Did You have Peace and Joy?

by Honesty 16 Replies latest watchtower beliefs

  • JH
    JH

    Yes, at first, until I was deceived by their lack of love towards me.

  • Purza
    Purza

    Nope. I had one elder tell me that I need to "cultivate joy", but when I asked him how do I do that, he did not have an answer for me.

    Purza

  • serendipity
    serendipity

    Hi Purza,

    The elder didn't tell you that JOY was an acronym for Jehovah, Others, Yourself, and if you prioritized your actions accordingly you would have joy in your life?

  • Purza
    Purza
    The elder didn't tell you that JOY was an acronym for Jehovah, Others, Yourself, and if you prioritized your actions accordingly you would have joy in your life?

    Nope. Never heard it put that way before today.

    Purza

  • Apostate Kate
    Apostate Kate

    I had no peace. The only joy I had was in my children, and that was tarnished by the Watchtower. My childhood pre 1975 was spent in terror of being raped and persecuted any minute because that had to happen before Armageddon. My early teen years were a torturous mightmare. Even when I rebelled a year before 1975 the fear was still overwhelming that they were right.

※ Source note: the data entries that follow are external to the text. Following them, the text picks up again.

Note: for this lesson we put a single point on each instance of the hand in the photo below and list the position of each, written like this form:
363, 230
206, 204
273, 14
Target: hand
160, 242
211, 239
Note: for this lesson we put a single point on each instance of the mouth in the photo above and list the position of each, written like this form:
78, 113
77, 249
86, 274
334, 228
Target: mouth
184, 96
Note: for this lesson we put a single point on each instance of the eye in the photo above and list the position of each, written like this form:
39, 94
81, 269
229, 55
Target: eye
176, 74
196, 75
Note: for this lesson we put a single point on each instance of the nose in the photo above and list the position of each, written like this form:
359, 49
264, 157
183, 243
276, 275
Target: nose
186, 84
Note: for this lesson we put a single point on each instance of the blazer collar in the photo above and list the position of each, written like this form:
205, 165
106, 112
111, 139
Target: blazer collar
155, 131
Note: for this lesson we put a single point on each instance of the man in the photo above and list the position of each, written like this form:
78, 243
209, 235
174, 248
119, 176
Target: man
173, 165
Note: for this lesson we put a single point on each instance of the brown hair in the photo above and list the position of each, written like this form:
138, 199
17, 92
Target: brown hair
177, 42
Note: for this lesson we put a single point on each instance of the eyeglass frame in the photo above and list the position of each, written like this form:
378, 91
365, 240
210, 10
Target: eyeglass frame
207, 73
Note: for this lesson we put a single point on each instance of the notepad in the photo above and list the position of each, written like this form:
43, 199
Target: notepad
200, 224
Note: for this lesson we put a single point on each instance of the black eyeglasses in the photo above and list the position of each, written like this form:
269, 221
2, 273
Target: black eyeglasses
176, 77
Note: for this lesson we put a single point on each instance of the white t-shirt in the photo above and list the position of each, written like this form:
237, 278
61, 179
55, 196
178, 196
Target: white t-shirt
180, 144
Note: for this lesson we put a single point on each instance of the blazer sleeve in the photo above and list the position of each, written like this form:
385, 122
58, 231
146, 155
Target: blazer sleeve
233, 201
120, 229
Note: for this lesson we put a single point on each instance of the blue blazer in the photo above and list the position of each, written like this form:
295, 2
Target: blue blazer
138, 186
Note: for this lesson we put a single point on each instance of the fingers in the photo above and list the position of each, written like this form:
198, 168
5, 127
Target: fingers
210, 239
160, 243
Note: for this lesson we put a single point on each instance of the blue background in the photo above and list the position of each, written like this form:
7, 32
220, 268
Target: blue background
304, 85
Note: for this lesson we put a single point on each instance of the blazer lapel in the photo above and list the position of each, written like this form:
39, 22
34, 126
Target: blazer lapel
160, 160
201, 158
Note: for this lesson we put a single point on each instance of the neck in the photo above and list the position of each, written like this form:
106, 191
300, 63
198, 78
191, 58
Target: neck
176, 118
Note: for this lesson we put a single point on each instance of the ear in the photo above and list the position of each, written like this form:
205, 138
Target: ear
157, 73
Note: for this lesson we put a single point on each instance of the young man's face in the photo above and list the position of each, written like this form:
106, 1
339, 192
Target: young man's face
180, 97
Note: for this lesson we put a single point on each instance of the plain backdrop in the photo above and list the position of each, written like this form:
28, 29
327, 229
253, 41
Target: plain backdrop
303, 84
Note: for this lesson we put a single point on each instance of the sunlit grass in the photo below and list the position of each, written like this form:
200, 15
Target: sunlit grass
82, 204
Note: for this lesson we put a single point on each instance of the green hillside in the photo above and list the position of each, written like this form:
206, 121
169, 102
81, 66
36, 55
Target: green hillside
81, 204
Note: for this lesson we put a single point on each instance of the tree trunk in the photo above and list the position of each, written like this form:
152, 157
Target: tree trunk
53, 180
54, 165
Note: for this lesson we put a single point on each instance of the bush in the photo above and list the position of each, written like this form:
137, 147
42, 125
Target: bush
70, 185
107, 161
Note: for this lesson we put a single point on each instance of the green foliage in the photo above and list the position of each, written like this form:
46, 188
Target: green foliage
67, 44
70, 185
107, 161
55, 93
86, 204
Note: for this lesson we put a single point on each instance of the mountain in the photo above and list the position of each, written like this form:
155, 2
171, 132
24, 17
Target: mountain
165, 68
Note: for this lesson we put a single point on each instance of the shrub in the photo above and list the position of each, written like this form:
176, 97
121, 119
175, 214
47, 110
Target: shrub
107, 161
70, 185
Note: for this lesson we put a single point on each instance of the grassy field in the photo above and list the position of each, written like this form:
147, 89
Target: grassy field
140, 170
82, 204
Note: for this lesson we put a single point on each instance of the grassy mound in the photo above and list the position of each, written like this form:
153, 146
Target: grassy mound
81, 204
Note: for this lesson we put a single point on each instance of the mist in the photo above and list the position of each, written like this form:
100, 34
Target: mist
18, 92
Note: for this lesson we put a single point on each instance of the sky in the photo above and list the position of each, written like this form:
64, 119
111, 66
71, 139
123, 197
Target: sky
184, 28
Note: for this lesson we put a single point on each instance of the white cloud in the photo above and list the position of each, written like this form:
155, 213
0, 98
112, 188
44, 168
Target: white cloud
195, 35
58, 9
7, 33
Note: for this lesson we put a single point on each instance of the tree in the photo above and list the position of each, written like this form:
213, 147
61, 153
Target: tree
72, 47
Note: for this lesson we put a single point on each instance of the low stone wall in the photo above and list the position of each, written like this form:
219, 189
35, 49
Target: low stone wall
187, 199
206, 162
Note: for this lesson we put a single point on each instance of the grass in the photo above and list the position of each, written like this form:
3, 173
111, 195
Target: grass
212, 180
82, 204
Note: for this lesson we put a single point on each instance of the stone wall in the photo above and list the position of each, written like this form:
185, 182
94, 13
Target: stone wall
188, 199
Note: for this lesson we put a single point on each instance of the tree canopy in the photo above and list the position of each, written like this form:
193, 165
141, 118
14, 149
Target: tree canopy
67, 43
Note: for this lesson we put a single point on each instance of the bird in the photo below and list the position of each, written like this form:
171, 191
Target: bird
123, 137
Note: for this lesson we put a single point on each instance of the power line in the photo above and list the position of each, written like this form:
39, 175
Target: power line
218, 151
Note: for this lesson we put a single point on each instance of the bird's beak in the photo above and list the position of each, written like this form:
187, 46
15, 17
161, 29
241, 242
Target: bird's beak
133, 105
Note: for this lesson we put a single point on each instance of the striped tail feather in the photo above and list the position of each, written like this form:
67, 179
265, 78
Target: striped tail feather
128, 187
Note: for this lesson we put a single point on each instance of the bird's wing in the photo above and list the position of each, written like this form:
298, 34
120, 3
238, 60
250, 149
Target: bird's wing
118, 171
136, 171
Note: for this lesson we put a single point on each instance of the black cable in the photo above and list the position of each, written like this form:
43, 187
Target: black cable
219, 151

    Today I am filled with peace and joy! I shouldn't be, it isn't logical due to the medical condition and physical suffering I endure. But I am! Everyday through the pain I have joy in my life's purpose. So fulfilling! I'll give you an example;

    I am bedridden right now. Rarely able to get out. I cordinate charities for my church and got a call yesterday from a women who was new to town. She has three young girls and hubby works full time but they were not going to be having Christmas because there just wasn't any money for it. Cost of living in Southern California is off the charts right now and it it hard. I was able to organize and collect gifts for her children from right here in bed! She was so happy! I was so filled with JOY that a day that would otherwise appear a loss, made a family's Christmas wonderful!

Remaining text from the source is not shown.